Abstract

One of the strategies in the treatment of Alzheimer’s disease is the use of drugs that enhance cholinergic brain function, since it is believed that cholinergic dysfunction is one of the factors that contributes to cognitive deterioration. Positron emission tomography is a medical imaging method that can be used to measure the concentration, kinetics, and distribution of cholinergic-enhancing drugs directly in the human brain and assess the effects of the drugs at markers of cholinergic cell viability (vesicular transporters, acetylcholinesterase), at muscarininc and nicotinic receptors, at extracellular acetylcholine, at markers of brain function (glucose metabolism and blood flow), and on amyloid plaque burden in vivo in the brains of patients with Alzheimer’s disease.
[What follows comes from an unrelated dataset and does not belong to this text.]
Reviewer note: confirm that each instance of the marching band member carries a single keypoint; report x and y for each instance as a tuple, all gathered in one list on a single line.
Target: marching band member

In addition, these measures can be applied to assess the drugs’ pharmacokinetic and pharmacodynamic properties in the human brain. Since the studies are done in living human subjects, positron emission tomography can evaluate the relationship between the drugs’ biological, behavioral, and cognitive effects; monitor changes in brain function in response to chronic treatment; and determine if pharmacologic interventions are neuroprotective. Moreover, because positron emission tomography has the potential to identify Alzheimer’s disease during early disease, it can be used to establish whether early interventions can prevent or delay further development.